Source: AICPA, Audit and Accounting Guide: Not-for-Profit Entities
Source: Nonprofit Finance Fund, State of the Nonprofit Sector
Source: Urban Institute, National Center for Charitable Statistics
- Statement of Functional Expenses
- A financial statement matrix presenting expenses simultaneously by natural classification (rows: salaries, rent, etc.) and functional classification (columns: program, M&G, fundraising). Required for voluntary health and welfare entities and encouraged for other nonprofits under ASC 958-205.
DEFINITION
- Joint cost allocation
- Allocation of costs from activities that combine fundraising with program or management elements, permitted under ASC 958-720-45 only if the purpose, audience, and content criteria are met.
DEFINITION
- Management and general (M&G)
- Expenses for organization-wide oversight, business management, general recordkeeping, budgeting, financial reporting, and governance not directly attributable to a specific program or fundraising activity.
DEFINITION
Q&A
What are the three functional expense categories?
FASB ASC 958 requires nonprofits to report expenses in three functional categories: program services (activities that fulfill the organization's mission), management and general (organizational oversight, financial management, governance), and fundraising (cultivation, solicitation, donor stewardship).
Q&A
What allocation methods are acceptable under GAAP?

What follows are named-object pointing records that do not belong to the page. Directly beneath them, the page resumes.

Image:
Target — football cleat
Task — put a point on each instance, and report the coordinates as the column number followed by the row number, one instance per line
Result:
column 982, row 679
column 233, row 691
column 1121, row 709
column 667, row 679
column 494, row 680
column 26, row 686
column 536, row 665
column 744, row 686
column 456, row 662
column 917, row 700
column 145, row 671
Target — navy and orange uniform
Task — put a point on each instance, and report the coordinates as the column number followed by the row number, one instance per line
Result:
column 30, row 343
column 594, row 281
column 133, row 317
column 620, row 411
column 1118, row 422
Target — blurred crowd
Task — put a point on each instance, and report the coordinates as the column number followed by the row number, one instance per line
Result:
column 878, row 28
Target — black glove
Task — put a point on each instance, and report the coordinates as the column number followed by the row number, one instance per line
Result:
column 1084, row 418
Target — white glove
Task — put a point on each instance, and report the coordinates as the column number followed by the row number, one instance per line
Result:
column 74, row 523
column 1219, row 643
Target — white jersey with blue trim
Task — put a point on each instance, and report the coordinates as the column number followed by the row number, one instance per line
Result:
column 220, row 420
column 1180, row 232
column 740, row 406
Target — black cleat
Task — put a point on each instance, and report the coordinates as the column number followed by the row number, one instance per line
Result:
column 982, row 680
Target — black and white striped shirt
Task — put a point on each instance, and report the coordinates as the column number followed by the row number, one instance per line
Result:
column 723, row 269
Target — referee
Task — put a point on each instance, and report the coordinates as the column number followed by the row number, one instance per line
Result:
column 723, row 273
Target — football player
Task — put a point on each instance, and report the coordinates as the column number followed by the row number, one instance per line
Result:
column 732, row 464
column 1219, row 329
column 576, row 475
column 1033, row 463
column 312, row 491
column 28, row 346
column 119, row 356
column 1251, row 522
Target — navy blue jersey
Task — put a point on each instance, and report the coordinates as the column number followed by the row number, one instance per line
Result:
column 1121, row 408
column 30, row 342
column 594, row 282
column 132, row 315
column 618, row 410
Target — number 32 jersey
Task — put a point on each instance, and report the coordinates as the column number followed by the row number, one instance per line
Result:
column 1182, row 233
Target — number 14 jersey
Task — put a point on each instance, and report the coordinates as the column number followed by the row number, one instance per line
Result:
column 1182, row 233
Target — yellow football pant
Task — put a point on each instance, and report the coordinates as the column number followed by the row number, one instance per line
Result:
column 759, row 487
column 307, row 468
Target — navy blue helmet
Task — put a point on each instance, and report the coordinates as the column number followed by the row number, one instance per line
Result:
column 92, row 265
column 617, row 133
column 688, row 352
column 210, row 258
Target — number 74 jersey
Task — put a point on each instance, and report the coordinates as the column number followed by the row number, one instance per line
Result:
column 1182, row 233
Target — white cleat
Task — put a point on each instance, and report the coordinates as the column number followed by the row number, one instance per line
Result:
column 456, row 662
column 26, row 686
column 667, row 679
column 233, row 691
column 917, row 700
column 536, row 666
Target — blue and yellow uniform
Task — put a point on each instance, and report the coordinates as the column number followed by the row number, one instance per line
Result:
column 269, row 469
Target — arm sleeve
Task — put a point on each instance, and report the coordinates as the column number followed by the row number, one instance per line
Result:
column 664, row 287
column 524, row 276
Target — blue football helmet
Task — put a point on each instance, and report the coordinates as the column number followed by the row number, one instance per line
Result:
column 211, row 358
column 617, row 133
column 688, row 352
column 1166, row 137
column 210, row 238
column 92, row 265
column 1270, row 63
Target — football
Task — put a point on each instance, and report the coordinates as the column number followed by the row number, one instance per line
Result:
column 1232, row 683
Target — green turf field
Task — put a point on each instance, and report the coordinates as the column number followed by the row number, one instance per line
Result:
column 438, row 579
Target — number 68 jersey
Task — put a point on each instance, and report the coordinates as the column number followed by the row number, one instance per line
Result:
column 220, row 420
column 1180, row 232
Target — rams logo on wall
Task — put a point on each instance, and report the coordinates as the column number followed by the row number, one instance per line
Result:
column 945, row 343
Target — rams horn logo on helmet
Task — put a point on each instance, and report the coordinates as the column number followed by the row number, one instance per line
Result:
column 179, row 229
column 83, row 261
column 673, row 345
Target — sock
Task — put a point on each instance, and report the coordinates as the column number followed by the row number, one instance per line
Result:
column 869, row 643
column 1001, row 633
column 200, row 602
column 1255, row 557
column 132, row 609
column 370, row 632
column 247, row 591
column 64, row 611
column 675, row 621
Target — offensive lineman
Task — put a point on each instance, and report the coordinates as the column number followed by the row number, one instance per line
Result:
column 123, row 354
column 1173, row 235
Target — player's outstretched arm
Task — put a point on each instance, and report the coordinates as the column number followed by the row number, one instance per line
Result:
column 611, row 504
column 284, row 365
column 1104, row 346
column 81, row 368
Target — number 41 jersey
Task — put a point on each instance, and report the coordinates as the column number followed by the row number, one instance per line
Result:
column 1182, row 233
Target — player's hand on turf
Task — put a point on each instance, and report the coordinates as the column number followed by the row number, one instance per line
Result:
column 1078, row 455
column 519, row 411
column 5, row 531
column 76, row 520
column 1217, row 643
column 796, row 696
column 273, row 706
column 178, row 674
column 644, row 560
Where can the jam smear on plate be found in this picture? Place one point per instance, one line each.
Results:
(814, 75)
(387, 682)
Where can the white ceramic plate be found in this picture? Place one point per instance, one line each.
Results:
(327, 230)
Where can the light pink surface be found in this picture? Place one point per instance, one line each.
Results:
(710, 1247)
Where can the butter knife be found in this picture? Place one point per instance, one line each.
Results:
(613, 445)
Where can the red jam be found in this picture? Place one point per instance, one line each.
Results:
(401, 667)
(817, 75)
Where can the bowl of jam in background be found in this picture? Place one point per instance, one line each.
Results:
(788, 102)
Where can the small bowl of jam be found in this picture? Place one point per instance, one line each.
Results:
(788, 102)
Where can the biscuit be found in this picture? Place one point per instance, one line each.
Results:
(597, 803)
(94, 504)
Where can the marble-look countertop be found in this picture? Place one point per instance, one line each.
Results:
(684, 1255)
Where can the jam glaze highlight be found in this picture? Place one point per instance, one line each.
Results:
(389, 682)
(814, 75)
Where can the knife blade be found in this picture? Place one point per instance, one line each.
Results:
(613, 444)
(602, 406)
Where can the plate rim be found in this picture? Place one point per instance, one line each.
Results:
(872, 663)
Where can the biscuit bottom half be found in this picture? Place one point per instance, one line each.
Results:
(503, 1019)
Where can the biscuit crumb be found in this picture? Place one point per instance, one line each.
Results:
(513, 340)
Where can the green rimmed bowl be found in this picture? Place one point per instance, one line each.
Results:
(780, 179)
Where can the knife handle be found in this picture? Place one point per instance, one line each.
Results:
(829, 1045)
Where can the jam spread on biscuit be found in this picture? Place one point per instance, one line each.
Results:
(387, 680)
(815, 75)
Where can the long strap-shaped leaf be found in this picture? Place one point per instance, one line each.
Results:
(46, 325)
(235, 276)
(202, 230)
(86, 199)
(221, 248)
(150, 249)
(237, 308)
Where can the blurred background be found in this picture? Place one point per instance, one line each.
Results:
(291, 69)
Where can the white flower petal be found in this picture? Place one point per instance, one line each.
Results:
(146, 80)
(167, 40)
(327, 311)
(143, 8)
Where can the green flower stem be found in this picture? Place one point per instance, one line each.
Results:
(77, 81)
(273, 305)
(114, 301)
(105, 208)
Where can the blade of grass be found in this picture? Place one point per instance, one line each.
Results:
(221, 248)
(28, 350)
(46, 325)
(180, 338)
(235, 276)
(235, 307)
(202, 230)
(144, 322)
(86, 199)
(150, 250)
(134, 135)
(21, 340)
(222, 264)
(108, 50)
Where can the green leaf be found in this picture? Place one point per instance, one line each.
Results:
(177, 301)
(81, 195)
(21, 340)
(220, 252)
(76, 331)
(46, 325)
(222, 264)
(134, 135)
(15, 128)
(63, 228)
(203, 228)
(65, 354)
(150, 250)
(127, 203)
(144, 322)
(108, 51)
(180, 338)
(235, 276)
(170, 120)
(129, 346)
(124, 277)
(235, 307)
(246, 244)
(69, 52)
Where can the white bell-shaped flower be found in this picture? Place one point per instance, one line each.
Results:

ASC 958-720 accepts any method that reasonably reflects actual resource consumption. The most common methods are time studies for personnel, FTE allocations based on position responsibilities, square footage for occupancy, and direct charging for costs specifically identified with one function.
Q&A
What is the difference between natural and functional classification?
Natural classification describes the type of cost (salaries, rent, supplies, depreciation). Functional classification describes the purpose (program, M&G, fundraising). Nonprofits must present both — typically in the Statement of Functional Expenses matrix — under ASC 958-205.
Q&A
Are joint costs allocable across functions?
Yes, but only if the activity meets the purpose, audience, and content criteria in ASC 958-720-45. If any criterion fails, the entire cost must be classified as fundraising.